Navina Khanna, an Indian-American organizer and activist who is helping facilitate at Global Power Shift told a story about her split national identity and welcomed, “Everyone who has a strong cultural identity and everyone who doesn’t.”
Sotheary Sao, a Global Power Shift trainer from Cambodia, got big, knowing applause from the crowd when she said, “I would like to welcome everyone who had quite big problems with visas to get here.” Many Global Power Shift had to wait for weeks to get visas to come to Turkey, often traveling many hours back and forth to a capitol city to process their paperwork.
“What’s most important is that we all get to inspire each other based on our stories, and each of us has an authentic story to tell,” said Nanjira Sambuli, a facilitator from Kenya who will be leading workshops throughout the summit.

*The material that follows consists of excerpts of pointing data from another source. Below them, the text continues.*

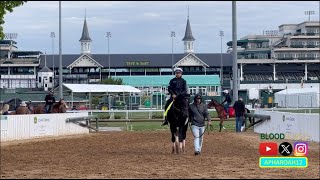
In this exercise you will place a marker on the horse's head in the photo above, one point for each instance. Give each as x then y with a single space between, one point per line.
213 103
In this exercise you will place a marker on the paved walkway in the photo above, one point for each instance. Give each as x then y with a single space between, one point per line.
110 129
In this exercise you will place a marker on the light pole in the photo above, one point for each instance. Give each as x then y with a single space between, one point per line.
234 51
308 13
108 36
60 55
173 34
221 65
52 35
10 36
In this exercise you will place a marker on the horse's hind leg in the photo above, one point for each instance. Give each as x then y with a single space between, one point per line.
221 124
177 144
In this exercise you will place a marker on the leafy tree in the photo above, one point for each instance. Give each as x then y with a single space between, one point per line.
7 6
116 81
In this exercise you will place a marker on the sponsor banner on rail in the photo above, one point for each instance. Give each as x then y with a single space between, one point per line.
18 127
283 162
295 126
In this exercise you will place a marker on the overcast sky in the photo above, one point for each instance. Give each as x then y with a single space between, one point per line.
145 26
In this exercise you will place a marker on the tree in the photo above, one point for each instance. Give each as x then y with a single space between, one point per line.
7 6
116 81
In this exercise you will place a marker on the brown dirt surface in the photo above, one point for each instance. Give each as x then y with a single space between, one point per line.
144 155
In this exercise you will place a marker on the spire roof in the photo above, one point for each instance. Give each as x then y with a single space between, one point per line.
188 33
85 33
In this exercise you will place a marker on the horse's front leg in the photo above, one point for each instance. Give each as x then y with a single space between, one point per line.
221 124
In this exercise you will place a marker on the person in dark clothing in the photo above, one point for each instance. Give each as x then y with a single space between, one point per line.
49 101
198 112
176 87
228 101
239 109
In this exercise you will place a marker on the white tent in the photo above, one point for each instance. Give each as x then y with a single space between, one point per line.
100 88
301 97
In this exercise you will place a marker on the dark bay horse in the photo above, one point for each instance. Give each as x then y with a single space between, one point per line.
221 112
178 125
59 107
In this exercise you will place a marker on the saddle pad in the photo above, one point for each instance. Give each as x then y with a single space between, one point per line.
166 112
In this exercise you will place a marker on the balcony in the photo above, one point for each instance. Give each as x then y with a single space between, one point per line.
311 46
285 58
297 46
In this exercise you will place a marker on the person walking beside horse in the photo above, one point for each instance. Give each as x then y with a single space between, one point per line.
5 110
228 101
240 109
22 109
198 112
49 101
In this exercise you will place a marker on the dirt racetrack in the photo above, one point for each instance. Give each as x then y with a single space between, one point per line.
143 155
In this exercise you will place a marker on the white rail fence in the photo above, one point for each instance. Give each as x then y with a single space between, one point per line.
148 114
18 127
295 126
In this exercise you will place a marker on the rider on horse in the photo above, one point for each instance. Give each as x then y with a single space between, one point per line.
228 101
177 86
49 101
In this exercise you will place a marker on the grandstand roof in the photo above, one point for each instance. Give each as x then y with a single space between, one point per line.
100 88
154 60
299 91
192 80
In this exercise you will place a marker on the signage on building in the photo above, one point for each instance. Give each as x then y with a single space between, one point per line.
137 63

Storytelling and communication are a big focus of Global Power Shift, from how to give a public speech to writing a compelling email.

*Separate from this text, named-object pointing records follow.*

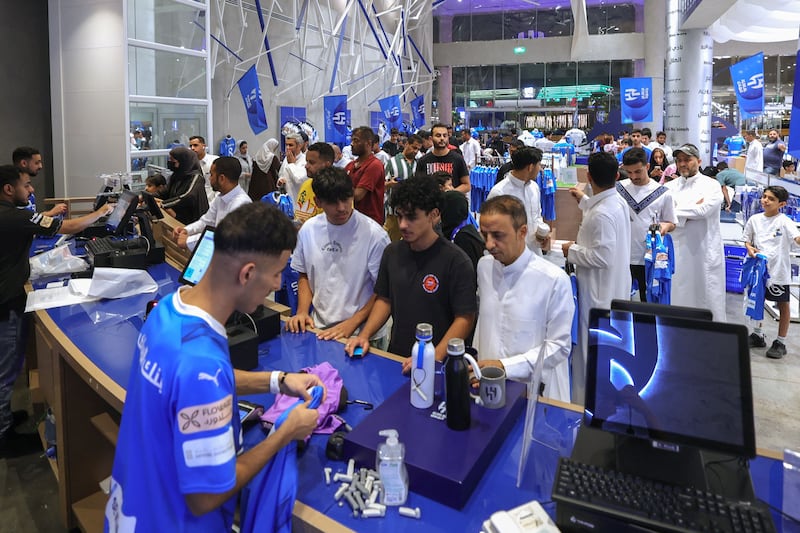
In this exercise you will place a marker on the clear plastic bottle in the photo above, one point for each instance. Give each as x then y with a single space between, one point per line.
423 357
390 464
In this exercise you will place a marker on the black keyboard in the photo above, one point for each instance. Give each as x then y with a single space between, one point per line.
654 505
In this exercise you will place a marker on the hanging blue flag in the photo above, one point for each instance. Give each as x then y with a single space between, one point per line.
251 94
748 84
636 98
794 121
418 111
336 119
390 107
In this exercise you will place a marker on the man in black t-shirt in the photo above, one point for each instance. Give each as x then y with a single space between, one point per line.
444 159
17 228
422 278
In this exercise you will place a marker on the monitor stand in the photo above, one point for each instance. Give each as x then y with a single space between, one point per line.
686 467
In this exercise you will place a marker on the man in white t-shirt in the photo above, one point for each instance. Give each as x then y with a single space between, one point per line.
198 146
648 202
225 172
470 149
338 256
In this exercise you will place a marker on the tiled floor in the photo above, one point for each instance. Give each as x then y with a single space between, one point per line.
28 491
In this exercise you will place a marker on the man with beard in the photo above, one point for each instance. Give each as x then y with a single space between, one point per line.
17 229
367 173
444 159
699 279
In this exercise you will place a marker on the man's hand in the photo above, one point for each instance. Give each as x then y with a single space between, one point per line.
297 384
300 422
56 210
356 342
342 330
299 323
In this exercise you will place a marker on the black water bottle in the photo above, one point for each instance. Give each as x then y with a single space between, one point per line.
456 386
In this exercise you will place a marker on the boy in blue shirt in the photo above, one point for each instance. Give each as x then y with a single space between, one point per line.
771 233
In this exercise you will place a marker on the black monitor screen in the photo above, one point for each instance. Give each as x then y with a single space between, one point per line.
200 259
121 215
674 380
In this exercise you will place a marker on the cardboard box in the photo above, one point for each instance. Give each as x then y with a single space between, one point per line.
443 465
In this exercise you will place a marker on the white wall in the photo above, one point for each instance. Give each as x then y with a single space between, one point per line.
87 72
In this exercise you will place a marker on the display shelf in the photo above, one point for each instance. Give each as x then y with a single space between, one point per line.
90 512
53 462
107 427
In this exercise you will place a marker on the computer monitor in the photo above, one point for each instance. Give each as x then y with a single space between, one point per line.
671 380
151 204
201 257
122 213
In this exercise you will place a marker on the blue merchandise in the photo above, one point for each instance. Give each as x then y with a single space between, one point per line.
754 278
275 492
658 270
227 146
178 434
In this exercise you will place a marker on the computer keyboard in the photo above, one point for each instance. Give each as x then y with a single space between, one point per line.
654 505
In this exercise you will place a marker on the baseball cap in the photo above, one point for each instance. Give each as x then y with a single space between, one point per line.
688 149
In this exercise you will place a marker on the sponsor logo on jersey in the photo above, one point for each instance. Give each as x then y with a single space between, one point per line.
430 283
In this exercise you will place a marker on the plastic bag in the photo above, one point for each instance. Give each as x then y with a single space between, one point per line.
59 260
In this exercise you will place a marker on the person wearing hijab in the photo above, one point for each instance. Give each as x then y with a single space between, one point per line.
186 198
457 227
265 170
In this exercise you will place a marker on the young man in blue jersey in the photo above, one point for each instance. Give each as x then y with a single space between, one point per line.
177 465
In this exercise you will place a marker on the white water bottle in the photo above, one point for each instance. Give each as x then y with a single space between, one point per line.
423 357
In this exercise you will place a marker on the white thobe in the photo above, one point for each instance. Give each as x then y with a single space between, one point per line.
699 279
294 174
600 254
528 193
524 306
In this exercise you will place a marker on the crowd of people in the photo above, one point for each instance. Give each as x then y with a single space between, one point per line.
378 232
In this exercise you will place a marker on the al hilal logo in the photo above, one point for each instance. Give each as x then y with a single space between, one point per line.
430 283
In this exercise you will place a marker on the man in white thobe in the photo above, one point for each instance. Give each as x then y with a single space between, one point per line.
521 183
699 279
526 305
600 254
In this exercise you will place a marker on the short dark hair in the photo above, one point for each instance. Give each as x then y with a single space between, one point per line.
525 156
230 167
780 192
257 228
364 132
505 204
633 156
332 184
603 168
441 177
324 150
9 174
22 153
420 192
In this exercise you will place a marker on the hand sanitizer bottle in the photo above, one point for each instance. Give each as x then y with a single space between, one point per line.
392 469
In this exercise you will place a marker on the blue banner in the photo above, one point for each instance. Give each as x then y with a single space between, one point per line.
794 120
636 99
251 94
390 107
748 84
418 111
336 119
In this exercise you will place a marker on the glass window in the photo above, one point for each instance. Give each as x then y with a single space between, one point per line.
171 123
167 22
159 73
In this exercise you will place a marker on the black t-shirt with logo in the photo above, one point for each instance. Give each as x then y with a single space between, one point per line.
431 286
17 229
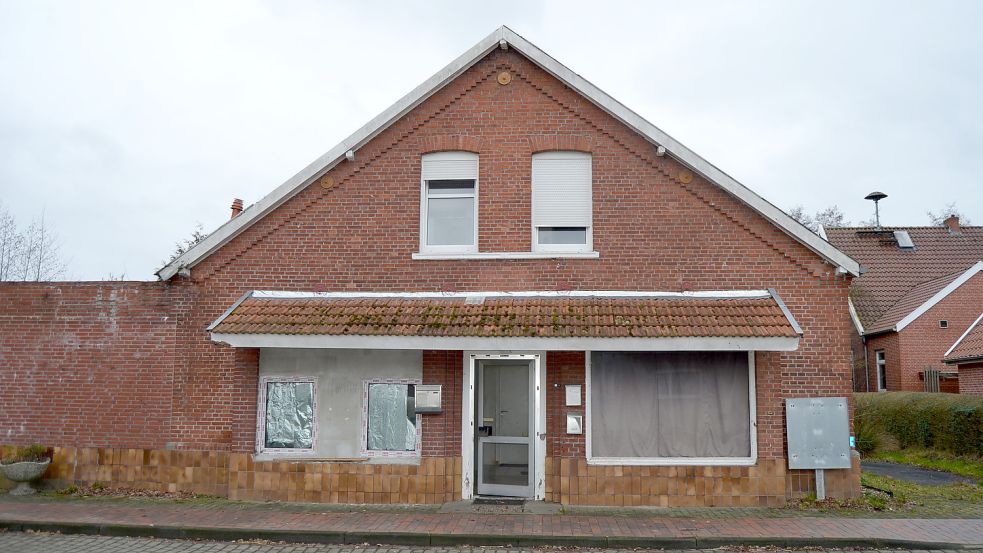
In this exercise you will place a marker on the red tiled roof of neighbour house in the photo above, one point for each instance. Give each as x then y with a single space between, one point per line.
545 317
910 301
969 346
892 272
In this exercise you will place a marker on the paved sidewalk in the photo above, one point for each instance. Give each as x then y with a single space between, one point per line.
168 519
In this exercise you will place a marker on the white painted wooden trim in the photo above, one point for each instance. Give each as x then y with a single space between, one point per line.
364 450
261 417
679 461
964 334
336 155
425 248
939 296
323 341
509 255
701 294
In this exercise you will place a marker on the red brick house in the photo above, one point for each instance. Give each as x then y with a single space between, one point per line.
967 355
921 289
507 284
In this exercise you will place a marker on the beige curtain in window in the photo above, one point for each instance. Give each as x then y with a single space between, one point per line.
670 404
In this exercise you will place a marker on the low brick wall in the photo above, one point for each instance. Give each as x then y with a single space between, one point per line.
768 483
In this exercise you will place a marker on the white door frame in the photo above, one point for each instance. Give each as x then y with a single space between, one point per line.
468 414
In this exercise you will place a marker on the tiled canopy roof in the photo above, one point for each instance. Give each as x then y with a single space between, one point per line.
969 346
892 273
543 317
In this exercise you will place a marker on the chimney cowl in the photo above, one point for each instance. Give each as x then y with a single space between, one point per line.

Joao Scarpelini, one of the lead coordinators of Global Power Shift from Brazil, said to big cheers, “I want to welcome everyone that believes in the power of young people.” Participants at Global Power Shift range from teenagers to people in their forties, but all share the energy, ambition, and daring of youth.
The Turkish hosts of Global Power Shift also welcomed participants to the summit. “We are here to stand against more than 50 coal fired power plants,” said Mahir Ilgiz, the lead Turkish organizer for Global Power Shift. “Let’s start shifting power here in Turkey.”

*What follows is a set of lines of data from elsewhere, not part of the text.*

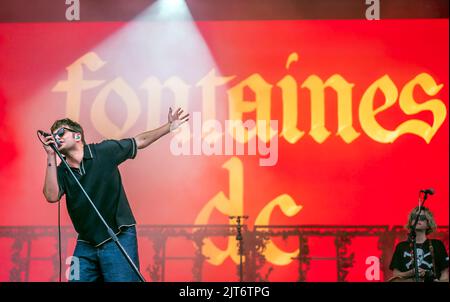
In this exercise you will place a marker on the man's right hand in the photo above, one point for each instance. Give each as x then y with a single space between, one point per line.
47 141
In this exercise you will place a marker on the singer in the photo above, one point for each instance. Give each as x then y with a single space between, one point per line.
432 257
96 168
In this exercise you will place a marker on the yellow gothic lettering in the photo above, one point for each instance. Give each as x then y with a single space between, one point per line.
367 113
234 206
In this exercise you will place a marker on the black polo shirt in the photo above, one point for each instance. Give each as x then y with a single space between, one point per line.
100 177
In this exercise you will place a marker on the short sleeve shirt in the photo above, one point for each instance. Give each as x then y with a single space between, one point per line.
99 174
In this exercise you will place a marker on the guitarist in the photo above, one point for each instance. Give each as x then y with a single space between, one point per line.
432 256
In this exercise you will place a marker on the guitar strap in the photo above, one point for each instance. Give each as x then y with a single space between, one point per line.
432 257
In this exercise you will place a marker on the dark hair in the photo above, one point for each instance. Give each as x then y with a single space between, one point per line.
70 124
430 219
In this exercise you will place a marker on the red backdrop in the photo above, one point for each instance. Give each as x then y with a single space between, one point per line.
362 182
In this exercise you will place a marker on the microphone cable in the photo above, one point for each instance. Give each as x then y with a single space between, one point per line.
59 226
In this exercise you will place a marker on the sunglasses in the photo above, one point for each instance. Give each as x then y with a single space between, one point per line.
421 217
62 131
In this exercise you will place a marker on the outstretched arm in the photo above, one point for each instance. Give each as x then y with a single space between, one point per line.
174 121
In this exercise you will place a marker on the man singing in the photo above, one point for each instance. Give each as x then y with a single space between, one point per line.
96 168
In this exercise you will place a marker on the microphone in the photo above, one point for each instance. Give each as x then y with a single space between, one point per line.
45 134
428 191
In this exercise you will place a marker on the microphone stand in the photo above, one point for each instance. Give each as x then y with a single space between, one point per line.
412 238
110 231
240 243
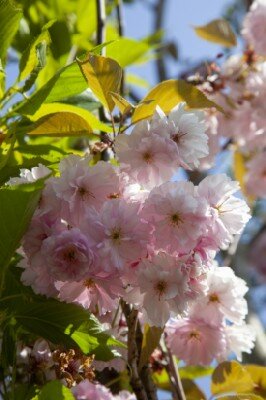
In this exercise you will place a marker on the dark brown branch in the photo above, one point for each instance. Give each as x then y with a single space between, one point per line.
133 354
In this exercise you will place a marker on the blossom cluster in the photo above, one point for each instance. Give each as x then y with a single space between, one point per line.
104 232
239 87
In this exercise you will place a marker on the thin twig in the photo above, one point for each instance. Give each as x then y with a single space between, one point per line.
173 369
131 316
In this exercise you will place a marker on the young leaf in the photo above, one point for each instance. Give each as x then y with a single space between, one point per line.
230 376
167 94
218 31
151 338
50 108
192 391
67 81
29 59
17 204
10 16
103 76
123 105
127 51
54 390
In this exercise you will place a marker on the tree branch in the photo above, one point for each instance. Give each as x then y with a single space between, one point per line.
133 354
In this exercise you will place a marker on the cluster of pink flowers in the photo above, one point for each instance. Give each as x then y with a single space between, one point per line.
239 86
105 232
87 390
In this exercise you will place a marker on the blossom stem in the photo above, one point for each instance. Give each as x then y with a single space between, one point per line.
131 316
173 370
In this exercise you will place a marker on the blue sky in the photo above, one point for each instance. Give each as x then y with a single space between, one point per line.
180 17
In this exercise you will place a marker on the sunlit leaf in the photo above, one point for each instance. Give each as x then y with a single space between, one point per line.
29 59
50 108
123 105
230 376
151 338
10 16
127 51
17 204
103 76
67 81
192 391
61 124
218 31
167 95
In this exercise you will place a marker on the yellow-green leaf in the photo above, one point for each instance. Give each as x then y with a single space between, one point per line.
161 379
123 105
167 95
230 376
29 59
103 76
258 375
192 391
61 124
217 31
151 338
51 108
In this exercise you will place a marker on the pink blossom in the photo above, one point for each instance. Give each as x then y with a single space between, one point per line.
229 214
177 216
254 26
118 233
239 339
30 175
224 296
82 186
195 341
99 294
150 158
187 130
256 176
68 255
162 286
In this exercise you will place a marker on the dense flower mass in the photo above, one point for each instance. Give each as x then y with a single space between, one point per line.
103 233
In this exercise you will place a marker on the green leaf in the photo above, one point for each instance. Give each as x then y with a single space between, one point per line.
127 51
123 105
193 372
60 323
161 380
68 80
50 108
29 59
192 391
230 376
217 31
60 124
17 205
167 95
54 390
103 76
151 338
10 16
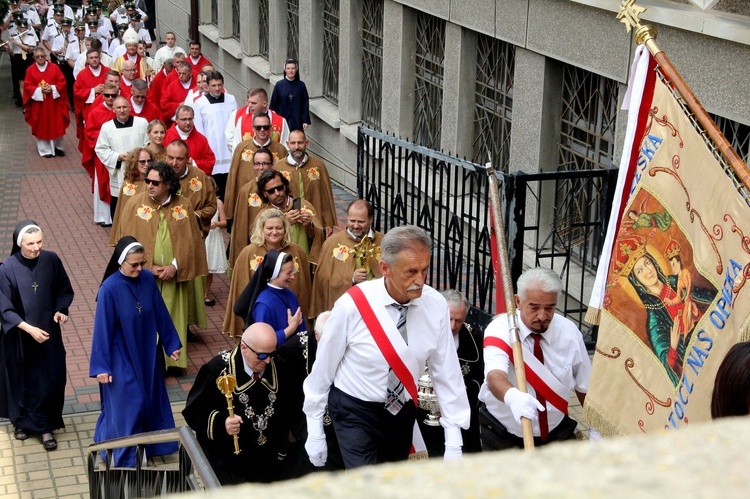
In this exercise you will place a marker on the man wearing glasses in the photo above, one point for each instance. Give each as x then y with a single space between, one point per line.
163 221
243 168
88 86
45 100
116 139
184 129
265 398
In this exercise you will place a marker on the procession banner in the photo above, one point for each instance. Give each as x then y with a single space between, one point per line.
674 299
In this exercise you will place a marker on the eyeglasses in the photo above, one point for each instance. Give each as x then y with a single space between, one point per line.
261 356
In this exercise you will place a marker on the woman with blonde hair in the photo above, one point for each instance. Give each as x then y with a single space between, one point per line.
136 166
271 232
156 131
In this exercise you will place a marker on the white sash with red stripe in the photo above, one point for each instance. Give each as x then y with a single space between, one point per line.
537 374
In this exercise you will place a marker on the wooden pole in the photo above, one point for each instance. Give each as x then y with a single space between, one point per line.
647 35
510 303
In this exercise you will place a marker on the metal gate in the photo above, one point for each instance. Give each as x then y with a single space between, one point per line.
555 220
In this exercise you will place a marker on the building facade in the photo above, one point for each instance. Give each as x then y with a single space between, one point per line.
533 85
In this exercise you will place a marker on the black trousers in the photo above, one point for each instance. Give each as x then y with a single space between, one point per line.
367 433
496 437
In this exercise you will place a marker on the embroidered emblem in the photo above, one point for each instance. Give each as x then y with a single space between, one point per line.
254 200
195 184
255 262
178 212
145 212
129 189
341 252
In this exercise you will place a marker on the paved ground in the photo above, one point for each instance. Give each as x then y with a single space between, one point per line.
56 193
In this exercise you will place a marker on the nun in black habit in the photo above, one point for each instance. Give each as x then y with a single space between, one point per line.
35 294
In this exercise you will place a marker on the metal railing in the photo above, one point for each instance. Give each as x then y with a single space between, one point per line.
449 197
190 471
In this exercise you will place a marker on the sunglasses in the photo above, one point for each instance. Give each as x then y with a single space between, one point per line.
261 356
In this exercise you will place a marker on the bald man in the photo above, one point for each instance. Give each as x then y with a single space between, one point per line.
266 399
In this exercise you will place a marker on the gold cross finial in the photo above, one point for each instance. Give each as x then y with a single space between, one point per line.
630 13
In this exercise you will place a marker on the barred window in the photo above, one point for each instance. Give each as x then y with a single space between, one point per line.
372 61
738 135
589 113
493 101
331 50
263 27
429 60
236 19
292 29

Tomorrow morning, participants will hear from some of the lead organizers behind the Gezi Park and Taksim Square demonstrations that have rocked Turkey for the last few weeks. On Friday, participants will take part in a march to protest new coal plants in Turkey, part of a global day of events led by Greenpeace International.
After hearing from some of the summit’s facilitators, it was then a chance for the participants to introduce themselves (and show off a little bit from their region). The European delegation kicked things off by singing “Bella ciao,” a song of the anti-fascist resistance movement during World War II, in seven different langauges. Eastern Europe, Caucuses and Central Asia did a dance number to introduce the nine countries in their region. Next came rousing chants from North Africa and the Middle East, a dance number from East Africa that got the entire hall up on its feet, a song from Central Africa, and greetings from South Africa. Participants from South Asia shared chants from each of their countries while the East Asia contingent welcomed the crowd in different languages (the Korean participants included a Gangam Style pony-dance in their welcome). Next, the Americans led a crowd in dance, busting out different moves from countries up and down South, Central and North America. Last, but not least, Oceana and the Pacific rocked the stage with chants and a warrior dance.
After the introductions, 350.org’s Joshua Kahn Russell, who helped facilitate the creation of the curriculum for Global Power Shift, introduced the goals of Global Power Shift to the crowd.
“We’re not just talking about breadth and scale and numbers, but depth of relationships amongst one another,” said Joshua. “As young people, we’re inheriting a broken world full of divisions. One of the reasons we’re coming together here is to grapple with those differences and build one big movement where we all belong.”
“We’re here to catalyze, build something new together, something bigger, bolder and stronger than anything that any of us has done before,” added Navina.
As Joshua noted, this isn’t the first Power Shift, young people around the world have been organizing national Power Shift summits over the last six years, but this is the first Global Power Shift, making it a unique opportunity to take stock of the global climate movement and begin to chart a course for the road ahead.
Tomorrow, the official program will begin, kicking off an intense week of workshops, art builds, trainings, and panel discussions. Right now, participants are supposed to head back to the dorms here on campus and get some rest, but from what I can see, most folks seem to still be up and about, chatting, laughing, sharing stories, and creating the types of bonds that can help hold this movement together is it grows and grows. This is clearly just the beginning.